GenLaw 2024
The Laboratorium 2024-07-27
I’m virtually attending the GenLaw 2024 workshop today, and I will be liveblogging the presentations.
Introduction
A. Feder Cooper and Katherine Lee: Welcome!
The generative AI supply chain includes many stages, actors, and choices. But wherever there are choices, there are research questions: how ML developers make those choices? And wherever there are choices, there are policy questions: what are the consequences for law and policy of those choices?
GenLaw is not an archival venue, but if you are interested in publishing work in this space, consider the ACM CS&Law conference, happening next in March 2025 in Munich.
Kyle Lo
Kyle Lo, Demystifying Data Curation for Language Models.

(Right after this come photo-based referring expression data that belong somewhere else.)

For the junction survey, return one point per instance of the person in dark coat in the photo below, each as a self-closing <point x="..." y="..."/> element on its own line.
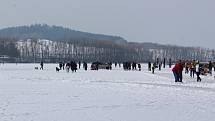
<point x="159" y="65"/>
<point x="41" y="65"/>
<point x="179" y="67"/>
<point x="85" y="66"/>
<point x="164" y="63"/>
<point x="149" y="66"/>
<point x="139" y="67"/>
<point x="170" y="63"/>
<point x="79" y="64"/>
<point x="67" y="67"/>
<point x="153" y="68"/>
<point x="210" y="66"/>
<point x="198" y="72"/>
<point x="63" y="66"/>
<point x="175" y="73"/>
<point x="60" y="65"/>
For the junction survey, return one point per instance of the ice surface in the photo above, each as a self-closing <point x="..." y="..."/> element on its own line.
<point x="27" y="94"/>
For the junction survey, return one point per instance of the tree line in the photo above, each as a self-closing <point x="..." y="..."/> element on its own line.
<point x="36" y="50"/>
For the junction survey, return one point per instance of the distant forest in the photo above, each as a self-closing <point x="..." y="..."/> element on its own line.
<point x="53" y="44"/>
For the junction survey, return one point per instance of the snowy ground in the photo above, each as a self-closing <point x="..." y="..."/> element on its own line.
<point x="33" y="95"/>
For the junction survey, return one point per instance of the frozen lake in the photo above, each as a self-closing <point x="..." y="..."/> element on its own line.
<point x="27" y="94"/>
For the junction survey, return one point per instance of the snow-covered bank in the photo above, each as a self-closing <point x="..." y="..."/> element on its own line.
<point x="33" y="95"/>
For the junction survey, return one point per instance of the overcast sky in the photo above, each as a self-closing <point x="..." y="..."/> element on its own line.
<point x="178" y="22"/>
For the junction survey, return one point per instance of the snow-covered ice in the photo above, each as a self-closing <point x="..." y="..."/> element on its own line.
<point x="27" y="94"/>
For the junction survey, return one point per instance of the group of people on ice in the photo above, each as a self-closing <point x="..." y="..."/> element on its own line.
<point x="193" y="67"/>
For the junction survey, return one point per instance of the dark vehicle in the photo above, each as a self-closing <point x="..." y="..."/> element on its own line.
<point x="99" y="65"/>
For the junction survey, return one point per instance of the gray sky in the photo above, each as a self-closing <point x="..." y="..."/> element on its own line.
<point x="178" y="22"/>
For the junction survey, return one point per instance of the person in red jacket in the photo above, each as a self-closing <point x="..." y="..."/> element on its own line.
<point x="175" y="73"/>
<point x="177" y="70"/>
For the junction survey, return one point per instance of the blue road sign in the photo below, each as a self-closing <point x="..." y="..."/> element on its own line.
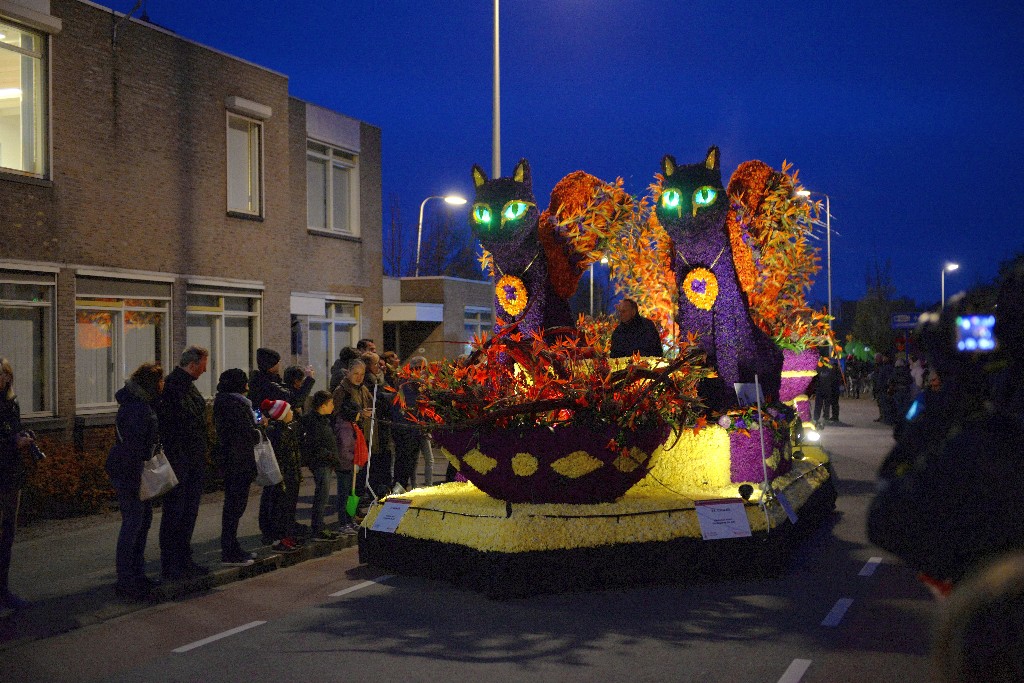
<point x="904" y="321"/>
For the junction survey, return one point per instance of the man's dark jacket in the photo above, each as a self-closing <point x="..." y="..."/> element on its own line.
<point x="639" y="334"/>
<point x="182" y="422"/>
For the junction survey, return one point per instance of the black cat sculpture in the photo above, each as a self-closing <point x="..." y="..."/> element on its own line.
<point x="692" y="208"/>
<point x="505" y="220"/>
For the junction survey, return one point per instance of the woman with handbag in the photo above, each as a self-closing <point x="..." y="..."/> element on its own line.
<point x="235" y="421"/>
<point x="12" y="440"/>
<point x="137" y="437"/>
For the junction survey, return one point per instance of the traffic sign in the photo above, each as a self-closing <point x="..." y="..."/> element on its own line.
<point x="905" y="321"/>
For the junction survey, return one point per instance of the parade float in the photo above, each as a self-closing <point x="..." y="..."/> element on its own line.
<point x="582" y="471"/>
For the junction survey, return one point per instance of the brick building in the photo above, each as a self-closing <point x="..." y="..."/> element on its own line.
<point x="156" y="193"/>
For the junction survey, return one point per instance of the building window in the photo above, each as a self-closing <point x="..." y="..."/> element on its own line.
<point x="228" y="325"/>
<point x="332" y="189"/>
<point x="245" y="165"/>
<point x="27" y="338"/>
<point x="328" y="335"/>
<point x="478" y="322"/>
<point x="23" y="100"/>
<point x="113" y="337"/>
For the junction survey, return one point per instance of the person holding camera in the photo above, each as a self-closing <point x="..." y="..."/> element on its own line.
<point x="12" y="440"/>
<point x="948" y="494"/>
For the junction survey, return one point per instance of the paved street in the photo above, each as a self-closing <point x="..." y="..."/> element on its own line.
<point x="838" y="614"/>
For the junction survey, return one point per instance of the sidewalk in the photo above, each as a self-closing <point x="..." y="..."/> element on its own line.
<point x="66" y="567"/>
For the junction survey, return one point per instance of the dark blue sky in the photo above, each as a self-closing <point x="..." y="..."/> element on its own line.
<point x="908" y="115"/>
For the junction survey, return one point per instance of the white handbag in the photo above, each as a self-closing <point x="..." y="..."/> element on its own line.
<point x="158" y="476"/>
<point x="267" y="471"/>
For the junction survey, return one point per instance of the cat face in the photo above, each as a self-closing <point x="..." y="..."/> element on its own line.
<point x="503" y="208"/>
<point x="692" y="195"/>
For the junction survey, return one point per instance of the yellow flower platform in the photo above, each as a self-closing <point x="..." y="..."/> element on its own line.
<point x="458" y="534"/>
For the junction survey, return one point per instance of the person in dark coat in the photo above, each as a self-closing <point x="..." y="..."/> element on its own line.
<point x="265" y="383"/>
<point x="320" y="453"/>
<point x="12" y="440"/>
<point x="634" y="334"/>
<point x="237" y="434"/>
<point x="183" y="429"/>
<point x="136" y="438"/>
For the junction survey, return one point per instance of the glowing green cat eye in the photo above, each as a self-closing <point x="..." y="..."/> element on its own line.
<point x="514" y="209"/>
<point x="481" y="213"/>
<point x="705" y="196"/>
<point x="671" y="199"/>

I think of data in three stages:
- Shopping for data, or acquiring it.
- Cooking your data, or transforming it.
- Tasting your data, or testing it.
Someone once told me, “Infinite tokens, you could just train on the whole Internet.” Scale is important. What’s the best way to get a lot of data? Our #1 choice is public APIs leading to bulk data. 80 to 100% of the data comes from web scrapers (CommonCrawl, Internet Archive, etc.). These are nonprofits that have been operating long before generative AI was a thing. A small percentage (about 1%) is user-created content like Wikipedia or ArXiv. And about 5% or less is open publishers, like PubMed. Datasets also heavily remix existing datasets.
Nobody crawls the data themselves unless they’re really big and have a lot of good programmers. You can either do deep domain-specific crawls, or a broad and wide crawl. A lot of websites require you to follow links and click buttons to get at the content. Writing the code to coax out this content—hidden behind JS—requires a lot of site-specific code. For each website, one has to ask whether going through this is worth the trouble.
It’s also getting harder to crawl. A lot more sites have robots.txt that ask not to be crawled or have terms of service restricting crawling. This makes CommonCrawl’s job harder. Especially if you’re polite, you spend a lot more energy working through a decreasing pile of sources. More data is now available only to those who pay for it. We’re not running out of training data, we’re running out of open training data, which raises serious issues of equitable access.
Moving on to transformation, the first step is to filter out low-quality pages (e.g., site navigation or r/microwavegang). You typically need to filter out sensitive data like passwords, NSFW content, and duplicates.
Next is linearization: remove header text, navigational links on pages, etc., and convert to a stream of tokens. Poor linearization can be irrecoverable. It can break up sentences and render source content incoherent.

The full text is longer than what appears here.